The county, home to 530,000 people, issued a new picture album Wednesday in Beijing to show its connection with some world-famous architecture and sculpture in China.

The picture album, namely "A Close Look at Quyang," is being used as the county's "name card."

The Forbidden City, the Summer Palace, the Garden of Ten Thousand Gardens (Yuanmingyuan), and the Dunhuang Grottoes are not unfamiliar, even to many foreigners. But few Chinese know that craftsmen from Quyang County took part in the designing, building and carving work.

With a carving history of more than 2,000 years, Quyang was known as the "hometown of carving" during the Western Han Dynasty (206 B.C.- 24 A.D.).

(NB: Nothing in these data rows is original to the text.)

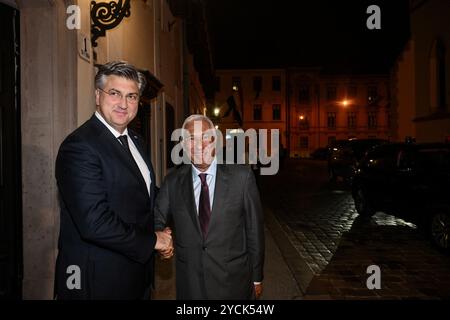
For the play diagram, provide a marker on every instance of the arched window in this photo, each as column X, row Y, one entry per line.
column 437, row 76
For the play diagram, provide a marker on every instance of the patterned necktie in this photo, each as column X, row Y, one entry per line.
column 124, row 141
column 204, row 207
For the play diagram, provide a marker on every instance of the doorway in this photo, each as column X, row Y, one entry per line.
column 11, row 261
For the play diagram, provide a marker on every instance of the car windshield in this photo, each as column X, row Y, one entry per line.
column 435, row 159
column 360, row 147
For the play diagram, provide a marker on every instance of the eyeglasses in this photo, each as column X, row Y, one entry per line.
column 117, row 96
column 205, row 138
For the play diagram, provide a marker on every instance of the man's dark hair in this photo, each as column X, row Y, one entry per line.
column 120, row 69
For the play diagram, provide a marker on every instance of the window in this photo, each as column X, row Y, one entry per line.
column 303, row 123
column 217, row 84
column 352, row 91
column 331, row 117
column 276, row 83
column 388, row 120
column 303, row 95
column 257, row 84
column 236, row 83
column 257, row 112
column 437, row 76
column 372, row 120
column 331, row 93
column 372, row 94
column 351, row 120
column 331, row 140
column 276, row 112
column 304, row 142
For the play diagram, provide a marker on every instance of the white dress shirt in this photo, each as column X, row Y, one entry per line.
column 210, row 180
column 134, row 151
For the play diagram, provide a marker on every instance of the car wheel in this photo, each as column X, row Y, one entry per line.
column 362, row 204
column 440, row 230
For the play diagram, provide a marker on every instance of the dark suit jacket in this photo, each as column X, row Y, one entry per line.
column 107, row 223
column 230, row 259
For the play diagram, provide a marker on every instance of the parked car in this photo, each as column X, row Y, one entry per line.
column 345, row 154
column 410, row 181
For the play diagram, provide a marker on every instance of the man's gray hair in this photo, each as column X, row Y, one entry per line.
column 199, row 117
column 120, row 69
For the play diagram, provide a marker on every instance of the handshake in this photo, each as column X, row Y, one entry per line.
column 164, row 243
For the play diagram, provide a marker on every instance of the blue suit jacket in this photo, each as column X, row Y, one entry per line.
column 107, row 224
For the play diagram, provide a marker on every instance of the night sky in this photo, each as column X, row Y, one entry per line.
column 331, row 34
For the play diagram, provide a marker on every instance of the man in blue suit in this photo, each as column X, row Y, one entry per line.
column 107, row 189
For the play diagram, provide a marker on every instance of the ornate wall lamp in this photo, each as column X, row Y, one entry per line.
column 107, row 16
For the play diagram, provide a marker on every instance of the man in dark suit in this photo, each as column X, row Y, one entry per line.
column 218, row 221
column 107, row 190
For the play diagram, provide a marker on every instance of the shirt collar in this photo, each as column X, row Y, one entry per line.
column 113, row 131
column 211, row 170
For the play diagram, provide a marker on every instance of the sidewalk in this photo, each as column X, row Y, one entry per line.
column 286, row 275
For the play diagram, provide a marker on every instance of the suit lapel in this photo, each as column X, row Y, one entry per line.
column 220, row 195
column 110, row 140
column 187, row 191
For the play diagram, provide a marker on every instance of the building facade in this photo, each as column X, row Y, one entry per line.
column 421, row 75
column 49, row 46
column 311, row 108
column 259, row 101
column 325, row 107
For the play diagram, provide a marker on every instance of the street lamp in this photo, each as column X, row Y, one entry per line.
column 345, row 102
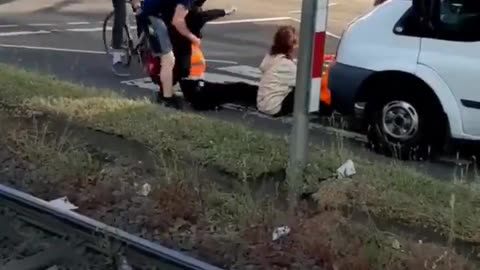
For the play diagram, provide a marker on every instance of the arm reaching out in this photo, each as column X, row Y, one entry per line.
column 179, row 23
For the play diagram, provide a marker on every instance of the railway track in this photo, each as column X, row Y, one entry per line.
column 36, row 235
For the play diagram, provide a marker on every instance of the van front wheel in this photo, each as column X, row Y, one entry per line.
column 403, row 126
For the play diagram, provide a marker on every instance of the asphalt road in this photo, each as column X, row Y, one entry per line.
column 63, row 37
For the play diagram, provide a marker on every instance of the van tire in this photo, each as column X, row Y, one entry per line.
column 416, row 105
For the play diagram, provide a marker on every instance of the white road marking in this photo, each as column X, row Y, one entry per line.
column 8, row 25
column 299, row 11
column 41, row 24
column 23, row 33
column 221, row 61
column 49, row 49
column 94, row 29
column 146, row 83
column 77, row 23
column 90, row 52
column 269, row 19
column 328, row 33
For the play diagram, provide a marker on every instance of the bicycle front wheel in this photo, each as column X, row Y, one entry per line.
column 107, row 38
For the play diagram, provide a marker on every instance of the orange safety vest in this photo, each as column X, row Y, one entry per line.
column 325, row 94
column 198, row 63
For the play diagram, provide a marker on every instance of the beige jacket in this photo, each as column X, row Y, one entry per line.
column 278, row 79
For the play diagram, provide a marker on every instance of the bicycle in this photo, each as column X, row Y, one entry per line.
column 131, row 47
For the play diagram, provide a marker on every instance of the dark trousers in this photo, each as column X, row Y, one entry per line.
column 119, row 21
column 287, row 104
column 204, row 95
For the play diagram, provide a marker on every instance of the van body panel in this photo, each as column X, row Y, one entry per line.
column 370, row 43
column 458, row 64
column 346, row 83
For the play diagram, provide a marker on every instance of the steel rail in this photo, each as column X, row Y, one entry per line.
column 131, row 243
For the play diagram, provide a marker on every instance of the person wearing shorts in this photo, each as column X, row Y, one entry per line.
column 119, row 18
column 163, row 14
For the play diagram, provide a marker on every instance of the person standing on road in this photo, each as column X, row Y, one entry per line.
column 119, row 20
column 162, row 14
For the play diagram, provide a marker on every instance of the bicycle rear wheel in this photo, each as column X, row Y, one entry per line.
column 107, row 38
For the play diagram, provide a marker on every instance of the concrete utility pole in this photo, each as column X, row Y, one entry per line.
column 310, row 59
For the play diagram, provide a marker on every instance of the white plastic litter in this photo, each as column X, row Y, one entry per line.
column 124, row 264
column 280, row 232
column 396, row 244
column 63, row 203
column 346, row 170
column 145, row 190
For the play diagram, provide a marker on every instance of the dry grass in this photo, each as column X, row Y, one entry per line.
column 387, row 191
column 228, row 227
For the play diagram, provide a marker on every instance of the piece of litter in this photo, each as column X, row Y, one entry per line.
column 63, row 203
column 395, row 244
column 346, row 170
column 280, row 232
column 124, row 264
column 145, row 190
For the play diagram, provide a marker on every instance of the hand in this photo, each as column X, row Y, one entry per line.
column 230, row 11
column 138, row 11
column 195, row 40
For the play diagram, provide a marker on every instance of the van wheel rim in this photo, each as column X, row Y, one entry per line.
column 400, row 120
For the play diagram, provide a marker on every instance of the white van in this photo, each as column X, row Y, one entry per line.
column 413, row 68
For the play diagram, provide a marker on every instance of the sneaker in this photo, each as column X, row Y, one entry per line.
column 172, row 102
column 118, row 67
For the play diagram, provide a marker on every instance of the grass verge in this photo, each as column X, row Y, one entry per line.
column 388, row 192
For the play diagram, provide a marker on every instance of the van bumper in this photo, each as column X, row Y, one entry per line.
column 344, row 82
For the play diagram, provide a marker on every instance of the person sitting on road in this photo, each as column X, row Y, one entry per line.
column 279, row 69
column 163, row 14
column 273, row 96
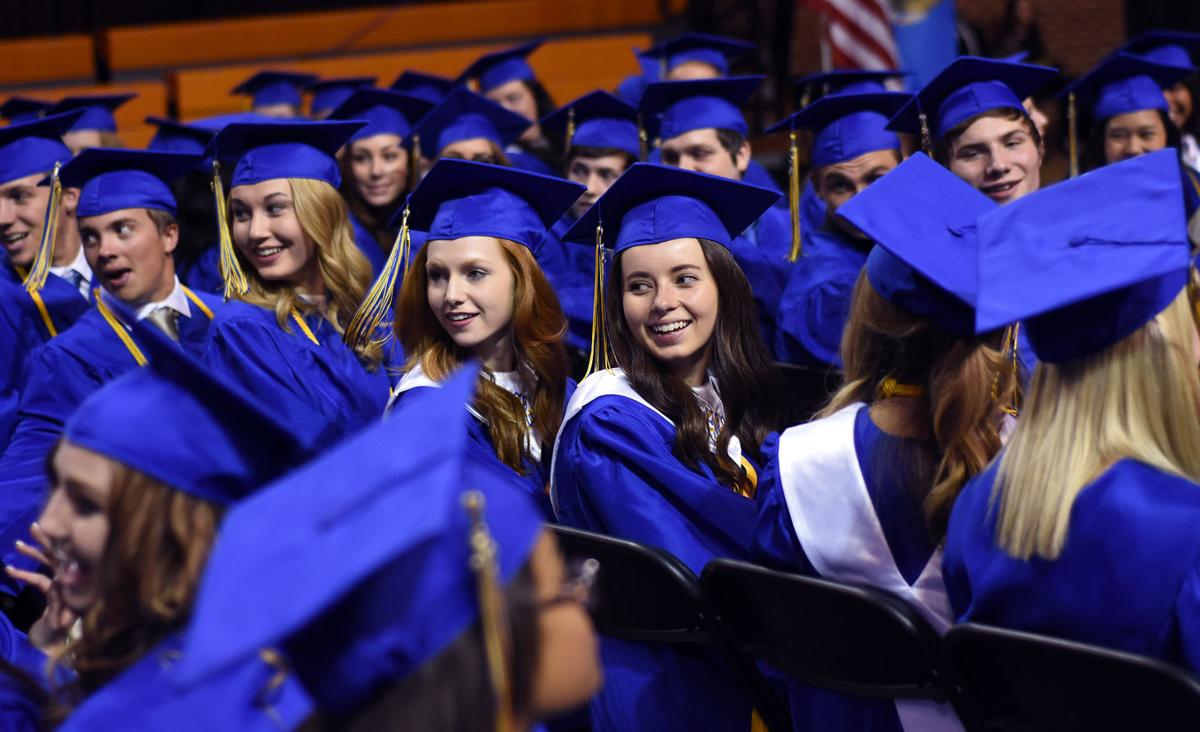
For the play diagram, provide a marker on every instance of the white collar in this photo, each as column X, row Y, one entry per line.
column 177, row 300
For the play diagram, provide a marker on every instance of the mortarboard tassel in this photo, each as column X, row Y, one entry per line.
column 379, row 298
column 41, row 268
column 793, row 193
column 231, row 270
column 493, row 615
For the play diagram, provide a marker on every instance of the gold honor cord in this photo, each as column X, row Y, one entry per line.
column 493, row 615
column 793, row 193
column 231, row 270
column 379, row 298
column 41, row 268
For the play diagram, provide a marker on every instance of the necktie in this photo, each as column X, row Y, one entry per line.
column 167, row 321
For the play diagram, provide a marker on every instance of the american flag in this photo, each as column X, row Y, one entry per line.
column 857, row 34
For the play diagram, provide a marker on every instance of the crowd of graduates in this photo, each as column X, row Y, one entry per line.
column 288, row 402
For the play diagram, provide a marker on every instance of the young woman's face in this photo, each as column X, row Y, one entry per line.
column 379, row 165
column 471, row 291
column 671, row 303
column 568, row 670
column 268, row 233
column 76, row 521
column 1132, row 135
column 1000, row 157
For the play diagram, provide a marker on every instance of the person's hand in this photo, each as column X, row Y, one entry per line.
column 51, row 630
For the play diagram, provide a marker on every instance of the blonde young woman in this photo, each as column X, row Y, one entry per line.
column 295, row 277
column 1086, row 525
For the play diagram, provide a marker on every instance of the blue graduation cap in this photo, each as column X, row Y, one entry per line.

Some works of the county's carving artists are now considered national treasures.

Modern masterpieces by the county's craftsmen include a sitting statue of the late Chinese leader Mao Zedong placed in the Chairman Mao Memorial Hall, and the embossment on the onument to the People's Heroes located on Tian'anmen Square.

Liu Baoling, head of the county, hoped that the picture album could help people from other places and countries learn about the county and attract more professionals, tourists, and investors to the county.

Quyang boasts a reserve of 400 million cubic meters of marble. Its artists today carve not only traditional Chinese lion statues and stone Buddhas but also Venus from western culture.